TEMPO.CO, Jakarta - Dosen Komunikasi Ilmu Komuikasi Universitas Indonesia Nina Mutmainnah mengatakan gempuran iklan rokok di Indonesia mirip dengan kondisi di Amerika sebelum tahun 1971.
Saat itu, di Amerika Serikat tayangan iklan rokok banyak sekali di televisi. “Saking banyaknya (penayangan iklan rokok), pemerintah Amerika Serikat saat itu sampai mengeluarkan aturan setiap penayangan 3 iklan rokok, televisi wajib menayangkan 1 iklan layanan masyarakat.,” kata Nina dalam acara Kampanye Iklan Layanan Masyarakat “Batuk Rokok” di Kementerian Kesehatan Selasa 5 September 2017.
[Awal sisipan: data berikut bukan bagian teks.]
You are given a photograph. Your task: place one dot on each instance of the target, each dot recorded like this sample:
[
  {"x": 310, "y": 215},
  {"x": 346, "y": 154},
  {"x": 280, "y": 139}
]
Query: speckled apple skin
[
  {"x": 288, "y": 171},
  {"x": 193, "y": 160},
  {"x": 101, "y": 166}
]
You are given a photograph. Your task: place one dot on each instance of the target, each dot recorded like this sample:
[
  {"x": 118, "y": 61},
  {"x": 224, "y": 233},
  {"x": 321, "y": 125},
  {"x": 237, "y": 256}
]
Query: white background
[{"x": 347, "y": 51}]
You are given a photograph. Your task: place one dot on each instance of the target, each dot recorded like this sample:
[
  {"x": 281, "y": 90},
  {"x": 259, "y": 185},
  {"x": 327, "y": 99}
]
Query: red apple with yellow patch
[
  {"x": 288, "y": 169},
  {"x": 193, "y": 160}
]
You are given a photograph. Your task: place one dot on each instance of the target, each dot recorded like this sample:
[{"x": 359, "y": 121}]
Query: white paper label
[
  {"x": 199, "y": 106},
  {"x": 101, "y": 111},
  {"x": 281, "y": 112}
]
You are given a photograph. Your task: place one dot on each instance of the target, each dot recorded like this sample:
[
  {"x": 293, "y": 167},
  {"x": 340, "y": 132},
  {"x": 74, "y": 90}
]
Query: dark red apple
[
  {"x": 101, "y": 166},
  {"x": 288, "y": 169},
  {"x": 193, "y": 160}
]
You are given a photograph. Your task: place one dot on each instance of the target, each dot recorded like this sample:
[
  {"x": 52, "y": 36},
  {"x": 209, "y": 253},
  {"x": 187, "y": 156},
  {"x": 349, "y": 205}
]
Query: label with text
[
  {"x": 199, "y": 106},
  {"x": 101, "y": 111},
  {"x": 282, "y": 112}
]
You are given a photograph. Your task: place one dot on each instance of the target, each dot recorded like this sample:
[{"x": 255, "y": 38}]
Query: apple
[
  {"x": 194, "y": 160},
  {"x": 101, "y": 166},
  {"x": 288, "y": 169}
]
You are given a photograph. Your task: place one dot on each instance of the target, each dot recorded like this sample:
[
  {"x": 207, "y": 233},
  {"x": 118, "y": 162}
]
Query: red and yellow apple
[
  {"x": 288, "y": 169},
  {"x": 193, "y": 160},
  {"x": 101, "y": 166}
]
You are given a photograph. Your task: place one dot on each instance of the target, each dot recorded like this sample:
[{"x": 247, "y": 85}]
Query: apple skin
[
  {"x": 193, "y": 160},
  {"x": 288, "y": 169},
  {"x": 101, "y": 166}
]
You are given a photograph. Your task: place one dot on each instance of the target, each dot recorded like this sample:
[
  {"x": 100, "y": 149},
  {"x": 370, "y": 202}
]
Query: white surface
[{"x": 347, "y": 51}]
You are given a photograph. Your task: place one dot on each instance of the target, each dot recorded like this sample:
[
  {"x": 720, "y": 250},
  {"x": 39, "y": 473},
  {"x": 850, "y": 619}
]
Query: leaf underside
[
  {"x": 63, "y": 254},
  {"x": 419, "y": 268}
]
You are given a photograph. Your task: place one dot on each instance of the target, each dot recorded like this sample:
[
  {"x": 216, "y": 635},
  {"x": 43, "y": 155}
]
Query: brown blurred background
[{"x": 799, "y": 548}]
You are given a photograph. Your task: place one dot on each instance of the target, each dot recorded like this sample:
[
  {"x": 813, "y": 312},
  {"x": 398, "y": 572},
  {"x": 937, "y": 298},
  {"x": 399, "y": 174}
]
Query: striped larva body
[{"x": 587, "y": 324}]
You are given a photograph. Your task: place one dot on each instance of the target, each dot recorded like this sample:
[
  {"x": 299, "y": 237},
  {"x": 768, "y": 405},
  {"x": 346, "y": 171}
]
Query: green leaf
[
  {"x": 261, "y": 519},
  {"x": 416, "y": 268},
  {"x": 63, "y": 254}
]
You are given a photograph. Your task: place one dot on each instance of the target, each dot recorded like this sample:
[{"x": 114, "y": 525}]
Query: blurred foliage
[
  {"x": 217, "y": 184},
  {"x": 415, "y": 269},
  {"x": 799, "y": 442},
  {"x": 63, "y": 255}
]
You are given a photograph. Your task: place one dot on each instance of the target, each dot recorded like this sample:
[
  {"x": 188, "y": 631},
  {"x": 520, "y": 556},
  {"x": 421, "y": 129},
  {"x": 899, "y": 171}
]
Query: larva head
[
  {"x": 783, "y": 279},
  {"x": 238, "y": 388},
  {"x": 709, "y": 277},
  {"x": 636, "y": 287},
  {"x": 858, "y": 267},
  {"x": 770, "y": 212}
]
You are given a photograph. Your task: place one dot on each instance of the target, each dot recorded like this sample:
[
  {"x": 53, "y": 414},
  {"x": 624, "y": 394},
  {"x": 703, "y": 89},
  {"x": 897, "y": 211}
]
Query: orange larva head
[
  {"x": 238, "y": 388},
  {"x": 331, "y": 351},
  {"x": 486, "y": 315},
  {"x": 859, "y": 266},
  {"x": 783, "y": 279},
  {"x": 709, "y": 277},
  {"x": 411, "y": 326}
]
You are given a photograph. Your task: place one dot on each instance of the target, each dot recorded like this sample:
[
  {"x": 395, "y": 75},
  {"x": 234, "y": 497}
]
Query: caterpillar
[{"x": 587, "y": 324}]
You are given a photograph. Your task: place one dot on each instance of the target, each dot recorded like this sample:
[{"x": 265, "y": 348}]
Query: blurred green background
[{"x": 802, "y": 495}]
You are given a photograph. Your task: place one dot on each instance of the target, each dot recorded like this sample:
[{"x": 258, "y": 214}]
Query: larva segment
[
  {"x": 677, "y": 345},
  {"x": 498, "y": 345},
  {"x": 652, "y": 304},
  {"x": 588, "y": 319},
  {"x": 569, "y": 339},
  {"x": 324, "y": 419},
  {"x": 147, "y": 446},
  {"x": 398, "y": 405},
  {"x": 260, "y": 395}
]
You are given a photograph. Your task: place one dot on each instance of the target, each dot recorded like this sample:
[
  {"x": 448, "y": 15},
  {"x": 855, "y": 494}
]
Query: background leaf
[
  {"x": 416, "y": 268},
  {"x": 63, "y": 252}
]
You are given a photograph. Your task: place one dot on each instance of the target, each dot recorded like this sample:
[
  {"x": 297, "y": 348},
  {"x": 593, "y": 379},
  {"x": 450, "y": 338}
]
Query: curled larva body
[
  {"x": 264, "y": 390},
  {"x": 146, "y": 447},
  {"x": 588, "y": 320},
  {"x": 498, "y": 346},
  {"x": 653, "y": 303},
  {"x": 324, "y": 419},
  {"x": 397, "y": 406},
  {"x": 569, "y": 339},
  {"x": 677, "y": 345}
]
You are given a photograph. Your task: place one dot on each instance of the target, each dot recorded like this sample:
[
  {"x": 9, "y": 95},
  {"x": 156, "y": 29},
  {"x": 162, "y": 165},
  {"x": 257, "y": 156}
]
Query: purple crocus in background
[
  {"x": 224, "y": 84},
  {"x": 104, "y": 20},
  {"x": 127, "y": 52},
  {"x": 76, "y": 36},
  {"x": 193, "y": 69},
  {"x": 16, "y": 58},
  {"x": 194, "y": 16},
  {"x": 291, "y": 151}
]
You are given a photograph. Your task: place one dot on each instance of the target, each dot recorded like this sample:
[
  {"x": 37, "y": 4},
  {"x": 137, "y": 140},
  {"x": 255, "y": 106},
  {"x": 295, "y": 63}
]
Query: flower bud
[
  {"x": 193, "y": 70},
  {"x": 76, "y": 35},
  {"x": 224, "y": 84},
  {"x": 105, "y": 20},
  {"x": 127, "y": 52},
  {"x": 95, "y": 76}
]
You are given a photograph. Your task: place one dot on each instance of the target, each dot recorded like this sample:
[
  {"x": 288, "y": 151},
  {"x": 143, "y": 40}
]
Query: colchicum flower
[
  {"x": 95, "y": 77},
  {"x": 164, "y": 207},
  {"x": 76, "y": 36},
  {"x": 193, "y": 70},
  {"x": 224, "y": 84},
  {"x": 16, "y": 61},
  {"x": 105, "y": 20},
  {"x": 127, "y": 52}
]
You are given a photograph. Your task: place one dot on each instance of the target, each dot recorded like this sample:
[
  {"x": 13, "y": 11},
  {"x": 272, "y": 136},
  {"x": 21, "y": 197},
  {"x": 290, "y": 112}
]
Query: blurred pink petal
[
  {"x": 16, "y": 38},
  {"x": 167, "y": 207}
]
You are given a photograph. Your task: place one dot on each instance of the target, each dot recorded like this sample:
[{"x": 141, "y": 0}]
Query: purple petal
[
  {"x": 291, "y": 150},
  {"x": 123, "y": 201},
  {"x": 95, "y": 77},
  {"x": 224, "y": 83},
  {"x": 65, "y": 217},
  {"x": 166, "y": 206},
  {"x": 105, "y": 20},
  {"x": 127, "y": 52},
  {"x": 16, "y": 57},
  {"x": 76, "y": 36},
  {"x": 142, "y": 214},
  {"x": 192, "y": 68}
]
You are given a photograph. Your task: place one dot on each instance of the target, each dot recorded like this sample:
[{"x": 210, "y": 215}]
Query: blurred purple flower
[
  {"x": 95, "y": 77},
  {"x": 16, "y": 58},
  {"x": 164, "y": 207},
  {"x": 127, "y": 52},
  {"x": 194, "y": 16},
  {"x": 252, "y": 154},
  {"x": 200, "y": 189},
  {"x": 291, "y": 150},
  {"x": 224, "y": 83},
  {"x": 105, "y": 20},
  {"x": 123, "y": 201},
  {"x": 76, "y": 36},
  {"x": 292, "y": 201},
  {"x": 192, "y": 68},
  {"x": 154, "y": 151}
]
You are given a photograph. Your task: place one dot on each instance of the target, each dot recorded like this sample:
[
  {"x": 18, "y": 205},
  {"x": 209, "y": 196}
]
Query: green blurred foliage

Menurut Nina, banyaknya iklan rokok yang tayang di televisi sempat meningkatkan jumlah perokok muda di negara Abang Sam itu. Akhirnya pada 1971 iklan rokok ditiadakan sama sekali. “Indonesia butuh penegasan iklan rokok seperti itu,” katanya. Baca:Aplikasi Poligami, Pertarungan dalam Hukum dan Godaan
Nina berharap pemerintah Indonesia mengeluarkan aturan penayangan iklan layanan masyarakat yang sama dengan Amerika. Sehingga masyarakat, terutama anak muda tidak terpapar ajakan merokok melalui iklan itu.
Dari hasil penelitian pada 2016, kata Nina, salah satu merek rokok menghabiskan anggaran sebanyak Rp 1,9 triliun rupiah pertahunnya untuk membuat iklan di televisi. Hasilnya selama setahun itu, ada 43.062 penayangan selama setahun. “Itu baru satu merek, padahal masih banyak merek iklan rokok lain yang juga tayang. Perlu banyak iklan layanan masyarakat untuk menyaingi gempuran iklan rokok itu,” katanya.
Kementerian Kesehatan baru merilis iklan layanan masyarakat berjudul “Batuk Perokok” sejak Agustus lalu. Iklan yang berdurasi 30 detik itu mengangkat penyakit akibat rokok. “Iklan ini menekankan bahwa batuk seorang yang merokok merupakan tanda awal kerusakan tubuh,” kata Direktur Promosi Kesehatan Masyarakat Kementerian kesehatan Eni Gustina pada kesempatan yang sama.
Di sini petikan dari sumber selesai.